The image of white women under threat from the Black aggressor is a historically racist cultural deployment. These deployments took hold in some of the most deprived areas of the UK; the shell of post-austerity Britain is empty for the slithering insects of Farage and Yaxley-Lennon to make their home. Nevertheless, Yaxley-Lennon prefers escargot. However, the wider communities themselves were having none of it. In Glasgow earlier this month, anti-racist demonstrators outnumbered the far-right by five to one, a victory that was repeated across the UK.

A gathering of two groups in George Square Glasgow, police seperate far-right and ant-racist demonstrators
George Square in Glasgow 7 September 2024

Nothing is finished. Despite the success with which communities responded to the far-right threat, the re-invocation of thuggery as a way to describe oppositional action is a cause for concern. Thuggery is steeped in colonialist history. Just as the bogeyman of colonial India – the Thug – was both racialised and criminalised, so too have been Black Lives Matter activists and those mobilised by the far-right, drawn in to false equivalence by elite politicians.

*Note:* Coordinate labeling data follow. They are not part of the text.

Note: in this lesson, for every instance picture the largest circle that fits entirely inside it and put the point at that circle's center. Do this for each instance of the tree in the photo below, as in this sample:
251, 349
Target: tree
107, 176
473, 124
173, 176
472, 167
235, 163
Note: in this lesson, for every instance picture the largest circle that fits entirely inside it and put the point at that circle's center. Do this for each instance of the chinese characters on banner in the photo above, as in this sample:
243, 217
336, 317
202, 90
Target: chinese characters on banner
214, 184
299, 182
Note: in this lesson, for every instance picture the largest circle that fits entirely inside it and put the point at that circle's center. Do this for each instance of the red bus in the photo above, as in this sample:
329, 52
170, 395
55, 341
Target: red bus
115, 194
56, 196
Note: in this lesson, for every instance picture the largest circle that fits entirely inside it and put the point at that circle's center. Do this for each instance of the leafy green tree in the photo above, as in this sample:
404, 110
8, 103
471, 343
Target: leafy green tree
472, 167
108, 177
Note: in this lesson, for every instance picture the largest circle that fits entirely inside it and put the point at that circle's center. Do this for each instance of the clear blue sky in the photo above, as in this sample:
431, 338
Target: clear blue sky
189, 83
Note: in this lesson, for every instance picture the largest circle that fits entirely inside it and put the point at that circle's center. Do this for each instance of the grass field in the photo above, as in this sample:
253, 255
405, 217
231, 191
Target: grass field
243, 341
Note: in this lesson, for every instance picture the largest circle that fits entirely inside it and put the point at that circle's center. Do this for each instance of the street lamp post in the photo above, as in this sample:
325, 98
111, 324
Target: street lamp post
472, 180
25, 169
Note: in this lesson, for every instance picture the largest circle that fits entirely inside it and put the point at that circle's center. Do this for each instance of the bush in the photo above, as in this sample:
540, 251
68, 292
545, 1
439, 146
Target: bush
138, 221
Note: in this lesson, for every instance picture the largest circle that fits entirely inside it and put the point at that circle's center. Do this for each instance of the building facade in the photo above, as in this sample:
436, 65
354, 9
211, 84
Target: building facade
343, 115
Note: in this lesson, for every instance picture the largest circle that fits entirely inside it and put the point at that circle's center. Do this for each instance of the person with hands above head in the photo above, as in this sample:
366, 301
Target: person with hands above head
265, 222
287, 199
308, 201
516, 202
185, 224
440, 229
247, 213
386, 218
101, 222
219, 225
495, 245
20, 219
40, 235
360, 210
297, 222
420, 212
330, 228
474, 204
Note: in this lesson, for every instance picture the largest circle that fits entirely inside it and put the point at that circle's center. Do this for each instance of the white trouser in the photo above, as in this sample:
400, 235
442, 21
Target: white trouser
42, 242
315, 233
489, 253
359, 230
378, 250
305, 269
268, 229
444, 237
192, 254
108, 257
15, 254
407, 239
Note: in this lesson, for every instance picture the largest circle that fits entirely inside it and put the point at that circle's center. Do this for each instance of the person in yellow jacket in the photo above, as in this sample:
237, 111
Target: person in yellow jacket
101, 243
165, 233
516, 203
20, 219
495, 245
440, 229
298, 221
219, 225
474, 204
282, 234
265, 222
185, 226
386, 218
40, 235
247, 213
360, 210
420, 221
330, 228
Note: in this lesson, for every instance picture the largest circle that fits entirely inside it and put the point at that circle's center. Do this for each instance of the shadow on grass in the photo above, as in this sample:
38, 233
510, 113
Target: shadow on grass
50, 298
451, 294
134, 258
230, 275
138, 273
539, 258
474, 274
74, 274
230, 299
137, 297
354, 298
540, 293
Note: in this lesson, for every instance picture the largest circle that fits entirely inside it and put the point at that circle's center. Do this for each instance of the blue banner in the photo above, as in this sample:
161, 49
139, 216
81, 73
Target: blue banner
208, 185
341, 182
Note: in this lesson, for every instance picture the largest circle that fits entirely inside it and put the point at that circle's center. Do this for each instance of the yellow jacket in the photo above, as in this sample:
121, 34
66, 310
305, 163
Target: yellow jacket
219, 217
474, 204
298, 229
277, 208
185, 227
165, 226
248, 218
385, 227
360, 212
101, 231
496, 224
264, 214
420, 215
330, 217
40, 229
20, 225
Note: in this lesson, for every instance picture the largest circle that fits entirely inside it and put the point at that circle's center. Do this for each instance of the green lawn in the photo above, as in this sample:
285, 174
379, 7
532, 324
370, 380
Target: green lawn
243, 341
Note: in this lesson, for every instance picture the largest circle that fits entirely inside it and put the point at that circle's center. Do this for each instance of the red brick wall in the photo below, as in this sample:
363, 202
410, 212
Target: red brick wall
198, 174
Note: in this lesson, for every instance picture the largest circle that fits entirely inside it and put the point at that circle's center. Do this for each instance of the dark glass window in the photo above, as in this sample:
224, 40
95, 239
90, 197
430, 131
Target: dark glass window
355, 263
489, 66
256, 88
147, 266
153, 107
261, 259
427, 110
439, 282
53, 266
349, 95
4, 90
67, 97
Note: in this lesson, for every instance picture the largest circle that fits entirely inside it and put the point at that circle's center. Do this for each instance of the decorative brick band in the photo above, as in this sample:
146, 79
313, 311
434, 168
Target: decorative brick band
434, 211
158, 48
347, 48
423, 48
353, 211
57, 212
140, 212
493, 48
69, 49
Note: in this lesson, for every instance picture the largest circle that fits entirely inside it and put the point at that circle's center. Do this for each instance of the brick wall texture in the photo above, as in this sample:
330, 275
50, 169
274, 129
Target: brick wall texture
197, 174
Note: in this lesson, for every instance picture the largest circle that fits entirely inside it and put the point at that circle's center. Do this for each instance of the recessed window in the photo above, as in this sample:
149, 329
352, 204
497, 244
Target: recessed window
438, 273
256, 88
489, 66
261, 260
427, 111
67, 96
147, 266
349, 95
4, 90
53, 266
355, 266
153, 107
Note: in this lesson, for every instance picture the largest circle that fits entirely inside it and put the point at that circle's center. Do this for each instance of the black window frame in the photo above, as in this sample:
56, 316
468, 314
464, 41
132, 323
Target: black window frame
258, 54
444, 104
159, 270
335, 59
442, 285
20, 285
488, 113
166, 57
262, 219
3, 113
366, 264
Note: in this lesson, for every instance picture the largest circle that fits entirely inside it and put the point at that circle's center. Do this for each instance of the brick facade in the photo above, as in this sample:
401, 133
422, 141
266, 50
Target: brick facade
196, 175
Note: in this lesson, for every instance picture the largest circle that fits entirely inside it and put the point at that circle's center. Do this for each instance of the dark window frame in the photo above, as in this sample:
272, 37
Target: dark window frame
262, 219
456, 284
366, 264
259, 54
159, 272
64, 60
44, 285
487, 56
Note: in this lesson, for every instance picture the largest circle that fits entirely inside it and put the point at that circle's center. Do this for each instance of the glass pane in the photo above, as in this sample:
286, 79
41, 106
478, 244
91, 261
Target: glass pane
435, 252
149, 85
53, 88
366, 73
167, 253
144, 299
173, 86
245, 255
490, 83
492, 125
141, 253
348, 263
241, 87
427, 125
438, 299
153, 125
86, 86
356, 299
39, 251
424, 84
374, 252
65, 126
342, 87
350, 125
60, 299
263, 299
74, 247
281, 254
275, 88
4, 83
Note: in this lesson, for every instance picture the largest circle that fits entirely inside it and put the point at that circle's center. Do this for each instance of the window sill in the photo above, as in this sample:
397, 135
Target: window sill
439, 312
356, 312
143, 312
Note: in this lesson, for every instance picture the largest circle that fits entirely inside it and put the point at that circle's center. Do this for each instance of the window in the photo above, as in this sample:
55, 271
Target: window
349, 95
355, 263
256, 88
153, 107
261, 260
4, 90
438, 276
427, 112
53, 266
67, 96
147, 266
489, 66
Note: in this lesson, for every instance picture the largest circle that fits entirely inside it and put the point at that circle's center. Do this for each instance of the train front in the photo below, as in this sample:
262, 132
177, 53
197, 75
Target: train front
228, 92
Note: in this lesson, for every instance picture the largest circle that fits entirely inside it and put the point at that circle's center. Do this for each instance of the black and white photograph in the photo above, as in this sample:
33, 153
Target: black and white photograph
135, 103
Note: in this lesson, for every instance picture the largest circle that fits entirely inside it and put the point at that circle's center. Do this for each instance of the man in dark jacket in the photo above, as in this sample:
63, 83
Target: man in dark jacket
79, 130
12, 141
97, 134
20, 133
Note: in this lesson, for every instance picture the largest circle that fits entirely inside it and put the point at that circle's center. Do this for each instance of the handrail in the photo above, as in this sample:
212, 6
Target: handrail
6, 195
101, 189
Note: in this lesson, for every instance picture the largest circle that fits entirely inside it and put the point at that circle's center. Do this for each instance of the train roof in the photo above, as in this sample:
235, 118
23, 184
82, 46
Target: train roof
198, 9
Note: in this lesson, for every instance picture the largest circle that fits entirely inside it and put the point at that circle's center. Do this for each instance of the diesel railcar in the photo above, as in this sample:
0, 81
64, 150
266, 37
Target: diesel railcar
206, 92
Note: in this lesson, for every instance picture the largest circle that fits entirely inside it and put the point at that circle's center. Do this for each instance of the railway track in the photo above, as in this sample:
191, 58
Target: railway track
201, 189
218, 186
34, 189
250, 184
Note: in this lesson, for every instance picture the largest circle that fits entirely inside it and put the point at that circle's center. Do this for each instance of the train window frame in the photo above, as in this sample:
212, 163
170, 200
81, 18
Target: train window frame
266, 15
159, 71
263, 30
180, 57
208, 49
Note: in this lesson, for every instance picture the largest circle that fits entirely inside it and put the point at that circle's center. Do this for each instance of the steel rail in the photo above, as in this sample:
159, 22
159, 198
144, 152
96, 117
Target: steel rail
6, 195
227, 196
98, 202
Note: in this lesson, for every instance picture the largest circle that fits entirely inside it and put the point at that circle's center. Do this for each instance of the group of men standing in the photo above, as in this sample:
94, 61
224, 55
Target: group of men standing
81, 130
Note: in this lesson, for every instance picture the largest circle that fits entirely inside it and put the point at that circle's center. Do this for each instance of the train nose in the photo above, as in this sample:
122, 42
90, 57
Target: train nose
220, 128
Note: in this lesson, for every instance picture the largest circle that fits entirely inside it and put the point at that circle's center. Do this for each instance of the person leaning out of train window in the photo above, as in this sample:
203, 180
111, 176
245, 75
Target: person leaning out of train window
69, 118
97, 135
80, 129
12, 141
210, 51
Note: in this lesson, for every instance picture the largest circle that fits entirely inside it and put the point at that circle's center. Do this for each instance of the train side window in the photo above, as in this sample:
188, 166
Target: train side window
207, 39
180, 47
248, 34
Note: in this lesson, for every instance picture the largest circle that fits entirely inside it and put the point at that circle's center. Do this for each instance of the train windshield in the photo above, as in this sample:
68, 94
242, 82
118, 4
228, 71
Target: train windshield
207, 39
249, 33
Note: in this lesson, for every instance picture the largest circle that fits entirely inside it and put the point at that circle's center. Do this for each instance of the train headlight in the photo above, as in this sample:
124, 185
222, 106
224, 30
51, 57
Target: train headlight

These developments reflect and illustrate the authoritarian turn that Labour is fully invested in; they indicate the response that will be directed towards left-wing and anarchist action, should it emerge in the near future. For example, Hamza Yousaf called on the army to be released in the streets in response to the latest riots; this is a qualitative hardening of the level of legitimate repression in society. Similarly to calls against abortion in the United States, the more the unsayable becomes normalised, the nearer the reality it envisions. The depiction of these protesters as Thugs further legitimises state violence against protest; and this legitimacy will now be a part of the ruling class's arsenal, its deployment rendered more palatable by its association with anti-racism. In short, the use of the word Thug is not isolated; it is accompanied by a myriad of other meanings and suggestions, none of which push us towards an emancipatory, egalitarian future.

Instead of these approaches, we must look towards building community institutions, and focus on community education. As the anti-racist mobilisations demonstrated, we are much stronger than the State; Starmer will not protect us. We will protect ourselves. And, perhaps, in the process, we can shed some of the authoritarianism that we have been imbued with through our cultural upbringing.


*The participation of women in the riots by no means reduces the association of thuggery with a form of masculinity. If anything, it enforces it. These women are presented as outside the legitimate boundaries of femininity; by being presented as engaging in thug-like activity, they are used to re-establish the boundaries between proper femininity and its opposite. As always, these acrobatics re-establish white working class masculinity as dangerous and abject and re-confirm the notion that it is the working class, in general, that should either work or shut up (or, preferably, both).


Sam Lawton-Westerland is a lecturer in Social and Political Sciences at the University of Glasgow.

Panos Theodoropoulos is a sociologist and a member of the Interregnum collective. He currently teaches at King's College London.